Virginia policymakers consider changing hemp bill to reduce impact on CBD products

Before many people even knew what CBD was, a particular group of families was asking Virginia lawmakers to legalize it.
At the urging of parents with children diagnosed with severe epilepsy, Virginia passed a law in 2015 creating a legal shield allowing families to possess cannabis-derived CBD oils for medical use without fear of being criminally prosecuted due to CBD’s connection to marijuana.
Under the original law, that legal defense only applied to CBD — a substance typically derived from non-intoxicating hemp plants marketed as a remedy for aches and pains, sleep trouble, anxiety and other ailments — that was obtained specifically to prevent or reduce seizures. The initial 2015 law also included limits on THC, the compound in cannabis plants that gets users high and can come in both natural and synthetic forms.

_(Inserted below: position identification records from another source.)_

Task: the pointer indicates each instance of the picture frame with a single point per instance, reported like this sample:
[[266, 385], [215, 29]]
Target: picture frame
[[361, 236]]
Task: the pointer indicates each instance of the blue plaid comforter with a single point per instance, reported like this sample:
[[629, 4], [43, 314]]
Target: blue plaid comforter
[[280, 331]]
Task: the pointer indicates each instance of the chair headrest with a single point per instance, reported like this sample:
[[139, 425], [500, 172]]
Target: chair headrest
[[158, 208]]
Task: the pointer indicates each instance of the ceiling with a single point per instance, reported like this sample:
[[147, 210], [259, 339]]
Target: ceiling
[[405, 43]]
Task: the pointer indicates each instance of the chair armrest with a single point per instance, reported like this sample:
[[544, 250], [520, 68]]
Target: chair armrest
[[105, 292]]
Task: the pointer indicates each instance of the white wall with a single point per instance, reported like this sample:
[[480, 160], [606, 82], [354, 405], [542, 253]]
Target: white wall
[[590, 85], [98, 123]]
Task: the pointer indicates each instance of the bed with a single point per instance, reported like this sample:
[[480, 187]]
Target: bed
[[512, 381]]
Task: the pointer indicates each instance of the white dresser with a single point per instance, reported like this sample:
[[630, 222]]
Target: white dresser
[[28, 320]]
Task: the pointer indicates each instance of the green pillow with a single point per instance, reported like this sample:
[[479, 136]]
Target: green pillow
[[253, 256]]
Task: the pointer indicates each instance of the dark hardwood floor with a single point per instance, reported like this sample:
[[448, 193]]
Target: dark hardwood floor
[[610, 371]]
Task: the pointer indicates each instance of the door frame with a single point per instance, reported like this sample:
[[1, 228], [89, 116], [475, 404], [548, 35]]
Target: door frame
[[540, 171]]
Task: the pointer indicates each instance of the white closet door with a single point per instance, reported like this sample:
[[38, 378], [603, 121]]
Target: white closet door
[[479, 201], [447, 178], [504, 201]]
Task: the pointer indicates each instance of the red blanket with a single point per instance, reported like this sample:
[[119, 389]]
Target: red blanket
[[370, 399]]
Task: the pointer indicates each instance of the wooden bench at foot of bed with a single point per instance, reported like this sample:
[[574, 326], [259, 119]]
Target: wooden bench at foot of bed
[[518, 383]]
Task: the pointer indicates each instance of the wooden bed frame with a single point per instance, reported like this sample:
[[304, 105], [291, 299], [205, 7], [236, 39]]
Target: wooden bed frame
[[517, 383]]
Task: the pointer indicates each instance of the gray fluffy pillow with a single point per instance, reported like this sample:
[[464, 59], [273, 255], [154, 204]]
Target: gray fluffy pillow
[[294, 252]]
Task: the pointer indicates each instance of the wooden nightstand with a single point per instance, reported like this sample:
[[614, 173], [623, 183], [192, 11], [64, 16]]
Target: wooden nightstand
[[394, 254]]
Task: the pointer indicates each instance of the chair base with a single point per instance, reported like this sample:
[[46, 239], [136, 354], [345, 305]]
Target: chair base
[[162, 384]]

To date, the anti-seizure medication Epidiolex remains the only CBD drug approved by the U.S. Food and Drug Administration as safe and effective for a specific medical use. In testimony before the General Assembly eight years ago, when Epidiolex was still three years away from FDA approval, many Virginia families said non-prescription CBD oil was the only thing that worked to alleviate their children’s seizures. State lawmakers responded accordingly, indicating they would work to create a legal way to let Virginia families get CBD for medical purposes.
But Lisa Smith, a Youngkin-supporting Northern Neck resident who was one of the mothers involved in the initial push to legalize CBD oil, says the strict hemp regulation bill the General Assembly passed this year threatens to undo the help legislators extended to families like hers nearly a decade ago.